One perk of waiting as long as he did to release an album? "I feel like if I've learned anything not putting music out all these years is, I've learned what not to say," he adds with a laugh.

It was a lesson that Ivey often had to learn from experience. "Me and Margo, our first band in Nashville was called Secret Handshake. And it was all trying to be kind of political, sociopolitical songs," he recounts. "We had some songs that were pretty overt. We had a song called "Architects of War," you know? ... Even at the time, I don't think people really enjoyed it! It was like going to get punished, if you went to go see us play."

As they matured, the young musicians learned to soften their edges. Of course, that doesn't mean that Ivey doesn't talk about difficult issues in his music; he's still got no problem putting out a song that addresses a controversial topic, if it's something he believes in. Rather, Ivey clarifies, he's learned not to think of others' motives in black-and-white terms.

"When it comes down to details in peoples' lives, why they act a certain way and why they believe in a certain way, and their upbringing -- you can't really judge a person for what you haven't been through," Ivey points out. "I guess what not to say is that you know what other people are going through."

From a messaging standpoint, The Dream and the Dreamer seeks to question, not explain. Musically, the record had humble beginnings, too: Ivey and his band cut the project in two days, without many bells and whistles, or even advance preparation.

"I always kind of like to surprise musicians, because I feel like instinctually, you play something from your gut when you're not thinking about it," he explains. "When you're thinking about it, it comes from your head."

That goes for Ivey himself, too, both as a songwriter and as a performer. "I always say that first thought is best thought. We overthink a lot of things, you know, in our society, and I guess it's coming from a good place. But I say first thought is best thought," he muses. "... If you come from a pure place, your first reaction's gonna be your best. "

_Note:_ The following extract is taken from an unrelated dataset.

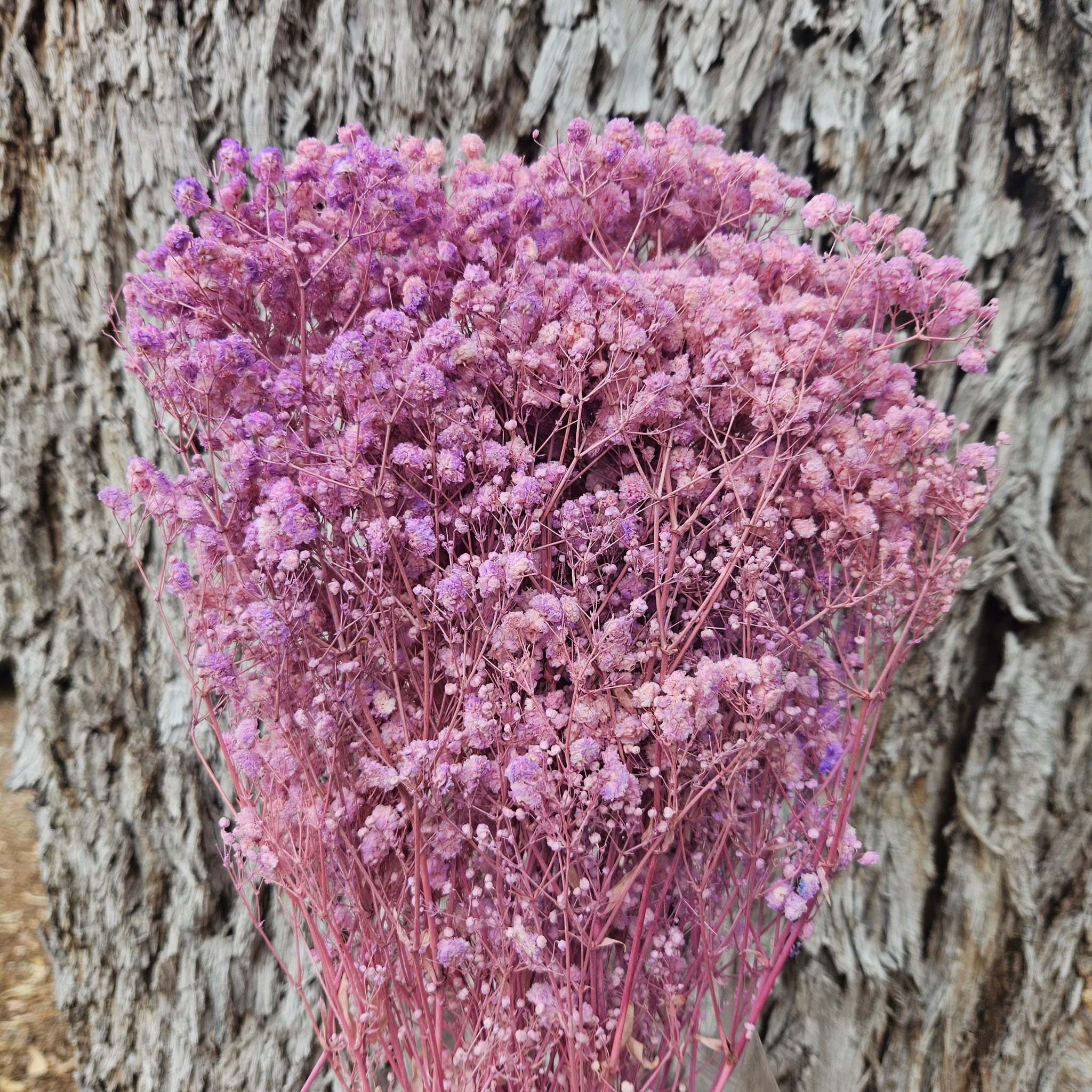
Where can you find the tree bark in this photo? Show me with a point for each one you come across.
(957, 966)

The singer allows that his straightforward, off-the-cuff approach to recording will likely evolve into something a bit more carefully planned as he continues to make records. Ivey waited a long time to make his first album, but he's wasting no time in putting together his next. "I actually just got done recording a second record. So yeah, I work way too fast," he says. "And I'm honestly writing the third one now.

"I feel like at some point the creative juice is gonna run out a little bit, but I feel the fever of it, so I'm just rolling whatever direction it goes," he notes. "As far as recording goes, I know the first two are pretty simple. Maybe the third one will be a little more complicated."

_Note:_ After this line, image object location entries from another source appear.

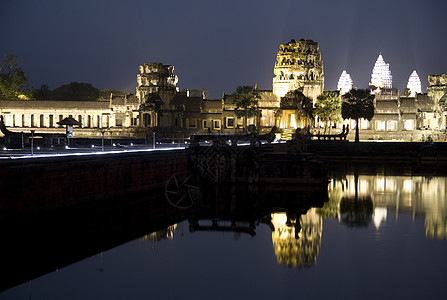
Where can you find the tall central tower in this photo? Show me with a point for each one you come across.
(298, 65)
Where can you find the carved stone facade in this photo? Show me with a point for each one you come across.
(298, 66)
(381, 75)
(158, 106)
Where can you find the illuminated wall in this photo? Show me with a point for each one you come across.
(298, 65)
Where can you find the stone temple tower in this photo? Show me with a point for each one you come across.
(156, 78)
(298, 65)
(381, 75)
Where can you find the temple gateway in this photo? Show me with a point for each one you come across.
(158, 106)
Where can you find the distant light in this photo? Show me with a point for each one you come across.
(95, 153)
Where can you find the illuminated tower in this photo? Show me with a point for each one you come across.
(381, 75)
(155, 78)
(414, 84)
(298, 65)
(345, 83)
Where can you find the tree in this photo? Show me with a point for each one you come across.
(246, 99)
(328, 108)
(76, 91)
(12, 79)
(358, 104)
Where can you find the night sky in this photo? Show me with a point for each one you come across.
(219, 45)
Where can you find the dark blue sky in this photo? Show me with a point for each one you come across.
(219, 44)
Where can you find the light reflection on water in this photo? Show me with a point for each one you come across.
(377, 236)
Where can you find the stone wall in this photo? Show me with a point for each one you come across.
(43, 184)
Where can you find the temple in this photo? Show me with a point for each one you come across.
(381, 75)
(414, 84)
(159, 107)
(298, 66)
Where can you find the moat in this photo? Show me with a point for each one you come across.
(373, 233)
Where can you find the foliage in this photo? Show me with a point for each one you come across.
(328, 108)
(76, 91)
(12, 79)
(246, 99)
(44, 93)
(358, 104)
(298, 101)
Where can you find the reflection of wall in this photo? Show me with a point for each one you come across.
(297, 249)
(167, 233)
(416, 194)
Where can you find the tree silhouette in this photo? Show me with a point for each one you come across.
(12, 79)
(328, 108)
(358, 104)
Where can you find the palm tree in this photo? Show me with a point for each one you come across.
(358, 104)
(246, 99)
(328, 108)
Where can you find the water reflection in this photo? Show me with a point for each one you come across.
(297, 242)
(371, 197)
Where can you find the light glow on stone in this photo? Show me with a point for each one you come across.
(381, 75)
(414, 84)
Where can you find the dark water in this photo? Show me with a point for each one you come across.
(366, 237)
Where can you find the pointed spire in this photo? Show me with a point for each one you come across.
(381, 75)
(345, 83)
(414, 84)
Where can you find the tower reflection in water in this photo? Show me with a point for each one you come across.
(394, 195)
(355, 201)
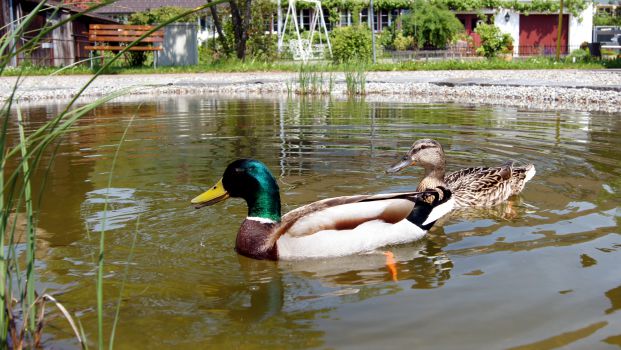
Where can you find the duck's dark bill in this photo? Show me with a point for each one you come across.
(212, 196)
(403, 163)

"I feel like if I've learned anything not putting music out all these years is, I've learned what *not* to say."

After all, Ivey wasn't always certain he would be able to put a record out at all. Now that he has the opportunity, he's taking every chance he can to put music out into the world.

"I was really surprised that Anti [Records] wanted to put it out. The reason it was Anti, and I had a couple other offers, but [Anti] heard the record not knowing I was married to Margo," Ivey reveals. "That was a little bit important to my own sanity, for people not to sign me based on the fact that Margo produced it, or any of that stuff.

"I didn't want a leg up. I just wanted to make something that's good," he adds. "So now that I have this opportunity that I never thought I'd have, I kind of want to put a record out every year."